C’est la psychose chez les rebelles séléka en Centrafrique. Depuis l’annonce par la France de troupes pour sécuriser le pays, les séléka font leurs valises et tentent de trouver une nouvelle terre d’accueil après bien évidemment une reconversion.

Il ne serait pas étonnant de voir les marchés de la Centrafrique grouiller de nouveaux commerçants. Ce sera sans doute le résultat de la reconversion massive de nombreux rebelles séléka qui ne veulent plus s’adonner à leur jeu favori, le pillage, les viols et autres exactions, depuis que la France a annoncé l’envoi de troupes sur place.

Un nouvelle psychose règne en Centrafrique. Ce ne sont plus les populations qui vivent la peur, mais les rebelles séléka. Ils veulent tout, sauf avoir affaire aux forces de défense françaises qui commencent à acheminer leur matériel vers le pays. Selon des témoignages recueillis par l’AFP, les séléka quittent Bangui. « De tous les quartiers, les mêmes informations remontent : des séléka s’en vont, ils quittent Bangui (…). Impossible pour autant de chiffrer ces départs, ils se font surtout de nuit quand la ville est sous couvre-feu », explique à l’AFP un haut diplomate occidental en poste en Centrafrique, sous le couvert de l’anonymat.
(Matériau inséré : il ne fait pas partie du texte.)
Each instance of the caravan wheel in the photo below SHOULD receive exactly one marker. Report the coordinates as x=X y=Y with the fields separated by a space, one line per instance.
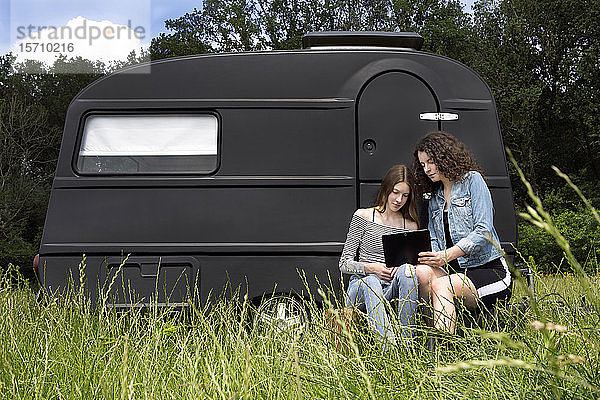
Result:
x=282 y=314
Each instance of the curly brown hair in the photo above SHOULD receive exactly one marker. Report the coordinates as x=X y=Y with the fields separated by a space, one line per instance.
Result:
x=450 y=156
x=397 y=174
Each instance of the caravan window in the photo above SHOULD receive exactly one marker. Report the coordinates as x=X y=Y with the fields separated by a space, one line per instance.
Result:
x=138 y=144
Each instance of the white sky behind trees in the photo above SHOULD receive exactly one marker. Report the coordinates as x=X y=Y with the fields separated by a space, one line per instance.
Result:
x=93 y=18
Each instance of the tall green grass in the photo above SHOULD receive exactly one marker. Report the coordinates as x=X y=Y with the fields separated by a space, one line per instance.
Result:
x=62 y=347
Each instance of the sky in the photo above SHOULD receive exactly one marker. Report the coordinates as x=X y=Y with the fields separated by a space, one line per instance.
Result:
x=96 y=30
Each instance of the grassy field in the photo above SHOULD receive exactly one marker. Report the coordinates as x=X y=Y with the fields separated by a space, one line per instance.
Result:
x=65 y=349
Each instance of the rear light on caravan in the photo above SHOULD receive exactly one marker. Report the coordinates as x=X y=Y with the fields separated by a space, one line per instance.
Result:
x=36 y=263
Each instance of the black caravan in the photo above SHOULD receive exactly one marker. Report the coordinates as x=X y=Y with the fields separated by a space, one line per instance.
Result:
x=244 y=169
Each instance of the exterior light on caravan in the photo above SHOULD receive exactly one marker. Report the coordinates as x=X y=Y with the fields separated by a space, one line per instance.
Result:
x=438 y=116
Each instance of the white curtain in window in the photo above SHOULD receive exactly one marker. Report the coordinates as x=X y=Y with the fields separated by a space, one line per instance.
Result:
x=148 y=135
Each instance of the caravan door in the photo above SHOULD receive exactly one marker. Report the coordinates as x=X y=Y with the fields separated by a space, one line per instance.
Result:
x=389 y=126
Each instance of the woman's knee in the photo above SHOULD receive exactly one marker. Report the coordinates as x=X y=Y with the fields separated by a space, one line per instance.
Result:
x=369 y=283
x=441 y=285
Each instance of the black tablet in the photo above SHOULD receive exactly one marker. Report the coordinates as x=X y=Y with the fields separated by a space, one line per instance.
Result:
x=404 y=247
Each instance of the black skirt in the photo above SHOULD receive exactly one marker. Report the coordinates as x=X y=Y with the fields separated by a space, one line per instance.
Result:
x=492 y=281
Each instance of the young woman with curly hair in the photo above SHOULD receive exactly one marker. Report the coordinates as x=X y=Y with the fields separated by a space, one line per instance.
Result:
x=373 y=283
x=464 y=262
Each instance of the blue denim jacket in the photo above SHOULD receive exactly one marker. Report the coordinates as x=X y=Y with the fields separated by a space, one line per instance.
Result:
x=470 y=216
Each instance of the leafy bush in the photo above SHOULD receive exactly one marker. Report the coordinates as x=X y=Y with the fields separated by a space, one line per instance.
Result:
x=574 y=221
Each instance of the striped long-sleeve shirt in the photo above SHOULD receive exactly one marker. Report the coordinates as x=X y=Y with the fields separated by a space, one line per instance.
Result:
x=365 y=236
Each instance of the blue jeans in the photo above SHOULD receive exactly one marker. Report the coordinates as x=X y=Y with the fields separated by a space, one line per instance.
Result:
x=374 y=293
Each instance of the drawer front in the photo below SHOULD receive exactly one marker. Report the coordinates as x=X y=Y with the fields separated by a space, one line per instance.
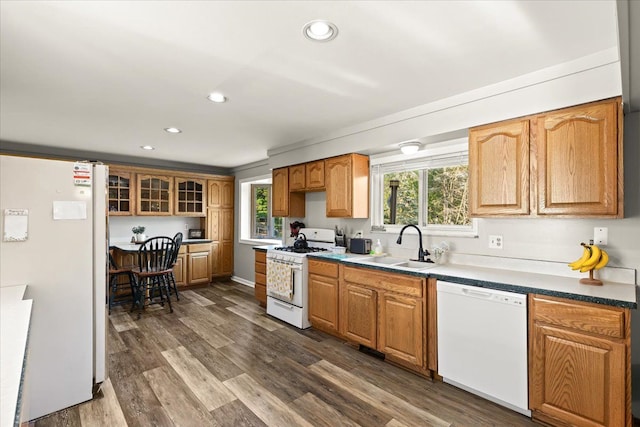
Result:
x=261 y=268
x=328 y=269
x=580 y=316
x=199 y=247
x=398 y=283
x=261 y=256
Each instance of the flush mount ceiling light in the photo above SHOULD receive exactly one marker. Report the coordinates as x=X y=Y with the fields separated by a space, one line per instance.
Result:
x=320 y=30
x=217 y=97
x=409 y=147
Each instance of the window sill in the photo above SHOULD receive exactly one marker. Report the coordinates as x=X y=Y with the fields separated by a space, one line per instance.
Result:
x=260 y=242
x=395 y=229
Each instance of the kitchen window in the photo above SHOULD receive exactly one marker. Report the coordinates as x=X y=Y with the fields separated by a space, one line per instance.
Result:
x=263 y=225
x=256 y=223
x=430 y=189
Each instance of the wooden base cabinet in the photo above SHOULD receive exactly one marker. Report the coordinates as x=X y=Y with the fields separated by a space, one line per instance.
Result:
x=198 y=263
x=386 y=312
x=261 y=277
x=323 y=295
x=359 y=315
x=401 y=327
x=579 y=363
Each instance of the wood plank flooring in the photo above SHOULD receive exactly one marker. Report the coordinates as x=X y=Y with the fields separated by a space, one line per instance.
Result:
x=219 y=360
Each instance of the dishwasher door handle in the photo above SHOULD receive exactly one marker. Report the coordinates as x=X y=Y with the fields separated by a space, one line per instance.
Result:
x=477 y=294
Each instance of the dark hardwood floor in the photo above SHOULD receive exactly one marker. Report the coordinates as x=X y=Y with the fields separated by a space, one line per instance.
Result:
x=219 y=360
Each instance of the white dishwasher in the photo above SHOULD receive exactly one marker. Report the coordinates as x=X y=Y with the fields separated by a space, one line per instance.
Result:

Le constat d’un responsable d’une organisation humanitaire est que le mouvement de « migration » a débuté dès que la France a annoncé officiellement qu’elle envoyait des renforts en Centrafrique pour épauler la force africaine déployée dans le pays et que ses troupes interviendraient dès le vote, attendu dans les prochains jours, d’une résolution du Conseil de sécurité de l’ONU, indique l’AFP. « En quelques jours, toutes les agressions ont cessé, alors que depuis début novembre la ville était livrée à une nouvelle vague de criminalité », constate ce responsable humanitaire, oeuvre d’hommes issus des rangs de la coalition rebelle Séléka qui a renversé en mars le régime du président François Bozizé.

Le site indique que les parachutistes français chargés de tenir l’aéroport et de préparer une éventuelle évacuation des ressortissants européens dans le cadre de l’opération Boali se font, eux, au contraire, de plus en plus visibles avant l’arrivée des renforts. A bord de leurs blindés, ils multiplient les patrouilles dans une ville bien connue de l’armée française, où la peur a visiblement changé de camp.